Bild: Nur saubere Küchen bringen Esser zum Lachen
taz: Herr Zengerling …
Zengerling: Gleich vorweg: Bitte veröffentlichen Sie nicht meinen Vornamen!
Wieso?
Ich möchte nicht, dass man mich im Internet findet, ich will nicht privat
behelligt werden. Neuen Kollegen sage ich immer gleich: Lasst euch aus dem
Telefonbuch streichen!
Auch im Organigramm Ihrer Abteilung stehen keine Vornamen, die
Mail-Adressen sind komplett anonym. Werden Sie bedroht?
Wenn wir kommen, wird es teuer für die, die sich nicht an die Spielregeln
halten. Ich zeige Ihnen mal was (holt drei Fotos aus einem Schrank). Die
sind schon etwas älter, aber so was bekommen wir hier in die Behörde
geschickt.
Was ist das in dem Paket?
Hundekot.
Passiert so was häufiger?
Die Kollegen zählen es schon gar nicht mehr. Beschimpfungen, Anspucken,
Stühleschmeißen, hatten wir alles schon.
Wann waren Sie denn selbst zuletzt auf Kontrolle?
Vorige Woche. Auf dem Lucia-Weihnachtsmarkt. Wir mussten etwas überprüfen.
Was, kann ich Ihnen nicht sagen.
Und welche Utensilien nehmen Sie dann mit?
Den schwarzen Koffer da.
Was ist da drin?
Schreibzeug für die Protokolle, Probeentnahmebesteck, ein Thermometer,
Kühlakkus.
Ist die Vorweihnachtszeit eigentlich eine Hoch-Zeit?
Nein, am meisten zu tun ist zwischen Frühjahr und Herbst wegen der ganzen
Straßenfeste. Die Weihnachtsmärkte kontrollieren wir immer zur Eröffnung.
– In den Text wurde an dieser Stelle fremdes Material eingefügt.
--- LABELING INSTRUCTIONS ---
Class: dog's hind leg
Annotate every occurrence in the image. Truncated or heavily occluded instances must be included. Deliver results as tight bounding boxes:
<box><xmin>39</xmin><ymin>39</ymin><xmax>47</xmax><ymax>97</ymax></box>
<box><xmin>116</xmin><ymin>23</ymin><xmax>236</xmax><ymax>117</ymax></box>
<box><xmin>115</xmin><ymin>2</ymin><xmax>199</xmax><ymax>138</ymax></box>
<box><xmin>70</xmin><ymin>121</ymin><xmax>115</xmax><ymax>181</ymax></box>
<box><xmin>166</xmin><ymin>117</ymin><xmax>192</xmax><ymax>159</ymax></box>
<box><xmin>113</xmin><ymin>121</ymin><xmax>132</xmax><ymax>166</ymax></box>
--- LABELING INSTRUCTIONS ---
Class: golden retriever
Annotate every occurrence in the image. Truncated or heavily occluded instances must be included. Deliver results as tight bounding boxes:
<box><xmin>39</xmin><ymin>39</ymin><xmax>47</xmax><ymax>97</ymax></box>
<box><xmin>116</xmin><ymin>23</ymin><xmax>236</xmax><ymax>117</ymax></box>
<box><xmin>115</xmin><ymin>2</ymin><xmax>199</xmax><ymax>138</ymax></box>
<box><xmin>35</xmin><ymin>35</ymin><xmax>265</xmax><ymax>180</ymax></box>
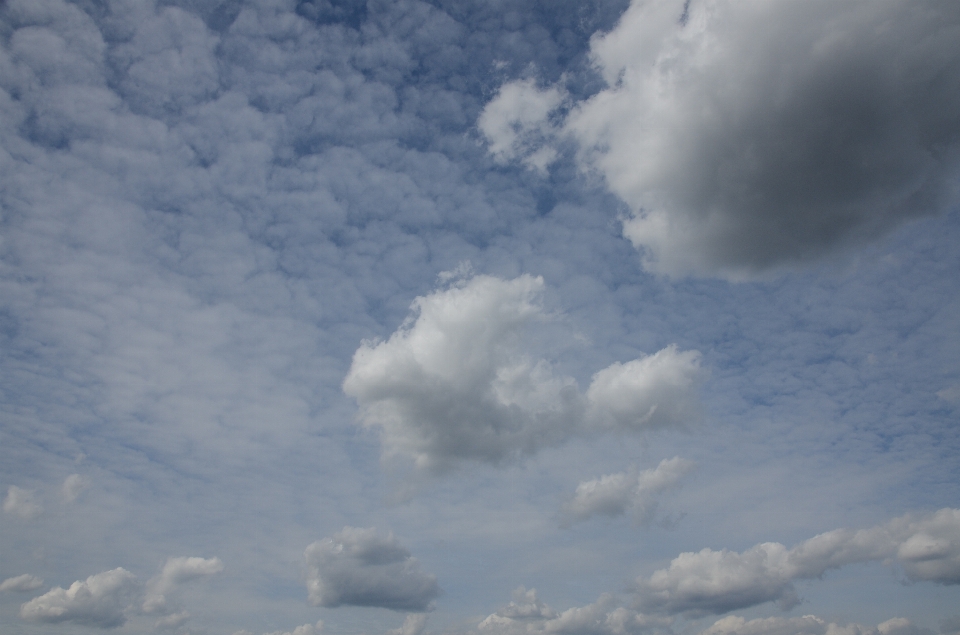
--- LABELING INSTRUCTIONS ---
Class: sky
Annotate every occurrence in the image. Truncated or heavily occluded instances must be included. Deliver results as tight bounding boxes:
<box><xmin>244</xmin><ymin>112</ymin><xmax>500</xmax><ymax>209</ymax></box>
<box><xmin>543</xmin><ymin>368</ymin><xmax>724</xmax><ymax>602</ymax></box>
<box><xmin>0</xmin><ymin>0</ymin><xmax>960</xmax><ymax>635</ymax></box>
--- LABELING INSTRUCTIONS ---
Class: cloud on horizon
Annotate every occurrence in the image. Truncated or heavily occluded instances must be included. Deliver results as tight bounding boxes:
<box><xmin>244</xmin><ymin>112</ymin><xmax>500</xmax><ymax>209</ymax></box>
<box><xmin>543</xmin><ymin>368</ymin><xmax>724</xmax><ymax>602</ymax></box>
<box><xmin>636</xmin><ymin>508</ymin><xmax>960</xmax><ymax>615</ymax></box>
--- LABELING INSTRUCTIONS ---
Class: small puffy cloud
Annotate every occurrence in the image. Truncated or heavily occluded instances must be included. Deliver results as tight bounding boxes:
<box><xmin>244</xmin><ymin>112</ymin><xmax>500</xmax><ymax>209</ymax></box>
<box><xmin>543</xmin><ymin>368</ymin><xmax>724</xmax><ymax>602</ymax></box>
<box><xmin>0</xmin><ymin>573</ymin><xmax>43</xmax><ymax>593</ymax></box>
<box><xmin>262</xmin><ymin>620</ymin><xmax>323</xmax><ymax>635</ymax></box>
<box><xmin>142</xmin><ymin>557</ymin><xmax>223</xmax><ymax>613</ymax></box>
<box><xmin>565</xmin><ymin>0</ymin><xmax>960</xmax><ymax>278</ymax></box>
<box><xmin>700</xmin><ymin>615</ymin><xmax>929</xmax><ymax>635</ymax></box>
<box><xmin>20</xmin><ymin>568</ymin><xmax>140</xmax><ymax>628</ymax></box>
<box><xmin>387</xmin><ymin>613</ymin><xmax>428</xmax><ymax>635</ymax></box>
<box><xmin>637</xmin><ymin>509</ymin><xmax>960</xmax><ymax>616</ymax></box>
<box><xmin>3</xmin><ymin>485</ymin><xmax>43</xmax><ymax>520</ymax></box>
<box><xmin>343</xmin><ymin>275</ymin><xmax>700</xmax><ymax>472</ymax></box>
<box><xmin>61</xmin><ymin>474</ymin><xmax>90</xmax><ymax>503</ymax></box>
<box><xmin>477</xmin><ymin>79</ymin><xmax>565</xmax><ymax>172</ymax></box>
<box><xmin>478</xmin><ymin>587</ymin><xmax>670</xmax><ymax>635</ymax></box>
<box><xmin>561</xmin><ymin>457</ymin><xmax>695</xmax><ymax>526</ymax></box>
<box><xmin>304</xmin><ymin>527</ymin><xmax>440</xmax><ymax>612</ymax></box>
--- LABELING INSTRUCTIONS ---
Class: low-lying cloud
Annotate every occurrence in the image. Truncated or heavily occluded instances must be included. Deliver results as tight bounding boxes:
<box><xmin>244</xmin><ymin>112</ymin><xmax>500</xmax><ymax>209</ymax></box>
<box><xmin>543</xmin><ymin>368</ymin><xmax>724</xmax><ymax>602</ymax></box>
<box><xmin>637</xmin><ymin>509</ymin><xmax>960</xmax><ymax>615</ymax></box>
<box><xmin>304</xmin><ymin>527</ymin><xmax>440</xmax><ymax>612</ymax></box>
<box><xmin>343</xmin><ymin>275</ymin><xmax>700</xmax><ymax>472</ymax></box>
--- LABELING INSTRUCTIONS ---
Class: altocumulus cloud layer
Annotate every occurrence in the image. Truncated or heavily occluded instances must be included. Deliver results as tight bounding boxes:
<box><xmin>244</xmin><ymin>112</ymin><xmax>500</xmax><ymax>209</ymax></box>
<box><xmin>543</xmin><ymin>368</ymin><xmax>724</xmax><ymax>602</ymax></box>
<box><xmin>480</xmin><ymin>0</ymin><xmax>960</xmax><ymax>277</ymax></box>
<box><xmin>0</xmin><ymin>0</ymin><xmax>960</xmax><ymax>635</ymax></box>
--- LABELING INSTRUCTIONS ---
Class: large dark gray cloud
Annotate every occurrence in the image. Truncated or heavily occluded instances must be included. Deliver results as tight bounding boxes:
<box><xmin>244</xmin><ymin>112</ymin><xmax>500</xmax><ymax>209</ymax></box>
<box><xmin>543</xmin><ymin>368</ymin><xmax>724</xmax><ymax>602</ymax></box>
<box><xmin>304</xmin><ymin>527</ymin><xmax>440</xmax><ymax>611</ymax></box>
<box><xmin>492</xmin><ymin>0</ymin><xmax>960</xmax><ymax>278</ymax></box>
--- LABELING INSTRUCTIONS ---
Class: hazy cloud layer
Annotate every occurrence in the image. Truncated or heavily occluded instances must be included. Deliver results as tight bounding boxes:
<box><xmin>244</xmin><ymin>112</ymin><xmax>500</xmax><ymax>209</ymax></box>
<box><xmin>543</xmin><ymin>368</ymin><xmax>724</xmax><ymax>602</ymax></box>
<box><xmin>343</xmin><ymin>275</ymin><xmax>699</xmax><ymax>470</ymax></box>
<box><xmin>700</xmin><ymin>615</ymin><xmax>932</xmax><ymax>635</ymax></box>
<box><xmin>637</xmin><ymin>509</ymin><xmax>960</xmax><ymax>614</ymax></box>
<box><xmin>478</xmin><ymin>0</ymin><xmax>960</xmax><ymax>278</ymax></box>
<box><xmin>561</xmin><ymin>457</ymin><xmax>695</xmax><ymax>526</ymax></box>
<box><xmin>477</xmin><ymin>79</ymin><xmax>564</xmax><ymax>173</ymax></box>
<box><xmin>478</xmin><ymin>587</ymin><xmax>670</xmax><ymax>635</ymax></box>
<box><xmin>304</xmin><ymin>527</ymin><xmax>440</xmax><ymax>611</ymax></box>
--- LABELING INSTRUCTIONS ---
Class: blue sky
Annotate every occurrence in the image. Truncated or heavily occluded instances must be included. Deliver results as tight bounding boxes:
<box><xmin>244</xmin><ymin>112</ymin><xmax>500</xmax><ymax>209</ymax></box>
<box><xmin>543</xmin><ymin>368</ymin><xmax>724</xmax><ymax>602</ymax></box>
<box><xmin>0</xmin><ymin>0</ymin><xmax>960</xmax><ymax>635</ymax></box>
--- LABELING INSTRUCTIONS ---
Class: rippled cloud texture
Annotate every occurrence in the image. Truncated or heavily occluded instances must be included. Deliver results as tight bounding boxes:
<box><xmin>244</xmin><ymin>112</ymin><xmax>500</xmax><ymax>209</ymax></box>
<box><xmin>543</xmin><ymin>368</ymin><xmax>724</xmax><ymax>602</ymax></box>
<box><xmin>0</xmin><ymin>0</ymin><xmax>960</xmax><ymax>635</ymax></box>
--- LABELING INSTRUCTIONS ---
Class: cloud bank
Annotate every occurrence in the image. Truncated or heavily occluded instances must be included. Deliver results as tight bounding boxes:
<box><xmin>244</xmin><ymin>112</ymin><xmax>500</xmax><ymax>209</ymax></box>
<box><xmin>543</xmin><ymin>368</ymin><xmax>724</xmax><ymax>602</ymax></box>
<box><xmin>561</xmin><ymin>457</ymin><xmax>695</xmax><ymax>526</ymax></box>
<box><xmin>304</xmin><ymin>527</ymin><xmax>440</xmax><ymax>612</ymax></box>
<box><xmin>343</xmin><ymin>275</ymin><xmax>700</xmax><ymax>471</ymax></box>
<box><xmin>20</xmin><ymin>557</ymin><xmax>223</xmax><ymax>628</ymax></box>
<box><xmin>478</xmin><ymin>587</ymin><xmax>670</xmax><ymax>635</ymax></box>
<box><xmin>479</xmin><ymin>0</ymin><xmax>960</xmax><ymax>279</ymax></box>
<box><xmin>637</xmin><ymin>509</ymin><xmax>960</xmax><ymax>615</ymax></box>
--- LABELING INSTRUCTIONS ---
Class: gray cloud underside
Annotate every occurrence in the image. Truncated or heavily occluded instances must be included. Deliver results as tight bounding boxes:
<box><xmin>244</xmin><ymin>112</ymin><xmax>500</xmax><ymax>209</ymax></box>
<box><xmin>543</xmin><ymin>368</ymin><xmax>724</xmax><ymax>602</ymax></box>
<box><xmin>479</xmin><ymin>0</ymin><xmax>960</xmax><ymax>279</ymax></box>
<box><xmin>637</xmin><ymin>509</ymin><xmax>960</xmax><ymax>615</ymax></box>
<box><xmin>304</xmin><ymin>527</ymin><xmax>440</xmax><ymax>611</ymax></box>
<box><xmin>343</xmin><ymin>275</ymin><xmax>699</xmax><ymax>471</ymax></box>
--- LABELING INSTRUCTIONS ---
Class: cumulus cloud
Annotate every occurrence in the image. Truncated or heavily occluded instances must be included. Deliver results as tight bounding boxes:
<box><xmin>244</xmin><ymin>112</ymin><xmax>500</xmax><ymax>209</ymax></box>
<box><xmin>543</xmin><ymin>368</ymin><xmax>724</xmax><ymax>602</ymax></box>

Was ist da besonders heikel?
Im Gegensatz zum Sommer muss man sich zwar um die Temperaturen keine Sorgen
machen, aber man hat immer Stände, die den einfachsten hygienischen
Anforderungen nicht genügen. Wenn etwa sägeraues Holz verbaut wird, also
so, wie es aus dem Sägewerk kommt, ungehobelt.
Bretter.
Ja, Bretter, Pfosten, damit’s rustikal wirkt. Das kann ich machen, wenn ich
Wollsachen verkaufe, aber das geht nicht für einen Lebensmittelstand. Wenn
man da drüberwischt, bleibt der Lappen hängen, da klebt hinterher alles.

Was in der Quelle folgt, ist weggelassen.